I am trying to load the huge coco dataset (120000-image) and do some training. I am using my docker container for the task.
For faster training I try to load the whole data using pytorch dataloader into a python array (on the system memory not the gpu memory), and feed the model with that python array, so I won’t use the dataloader during the training.
The problem is after loading a bunch of data (something around 10-15 GB) I encounter this strange error:
File "/opt/conda/lib/python3.8/site-packages/torch/utils/data/dataloader.py", line 990, in _try_get_data
data = self._data_queue.get(timeout=timeout)
File "/opt/conda/lib/python3.8/multiprocessing/queues.py", line 116, in get
return _ForkingPickler.loads(res)
File "/opt/conda/lib/python3.8/site-packages/torch/multiprocessing/reductions.py", line 294, in rebuild_storage_fd
storage = cls._new_shared_fd(fd, size)
RuntimeError: falseINTERNAL ASSERT FAILED at "/opt/pytorch/pytorch/aten/src/ATen/MapAllocator.cpp":303, please report a bug to PyTorch. unable to mmap 8 bytes from file <filename not specified>: Cannot allocate memory (12)

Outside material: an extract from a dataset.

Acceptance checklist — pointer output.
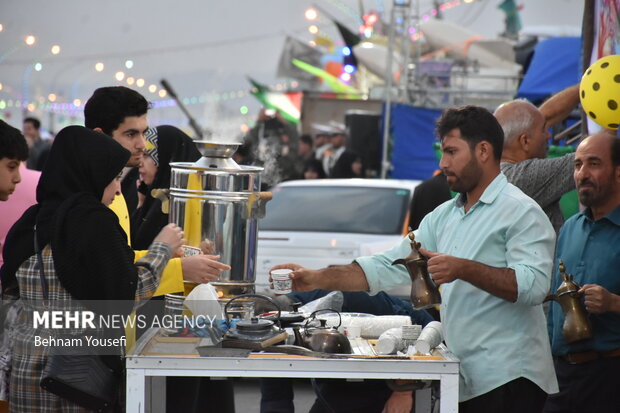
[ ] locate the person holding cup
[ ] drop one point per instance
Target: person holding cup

I know it’s a huge data but the numbers match. I am using a linux server which has 200GB memory, so it’s not a memory lacking problem. I also set the docker shared memory on 200 GB to overcome the docker limit on memory usage, but still the problem exist.
For smaller dataset (which needs less than 20GB) my code works fine.
What should I do for this volume of data? What did I miss?
Unsure what’s causing the issue but based on e.g. this older bug description it seems as if Python fails to allocate the resident size for a new process.
How much system RAM do you have and how much does the main Python process need?
I also met the same problem and solved it by modifying num_workers to 0 as well. Even I changed num_workers to 1, this “cannot allocate memory” problem would recur. I still wonder why this problem would happen?
Having the same issue here, setting num_workers to any value beyond 0 will result in cannot allocate memory, but using num_workers 0 will result in an extremely slow training process.
I have the same issue. Are there any news on this bug? Setting num_workers to 0 works as workaround but is not a good solution as it takes a lot of time in my case.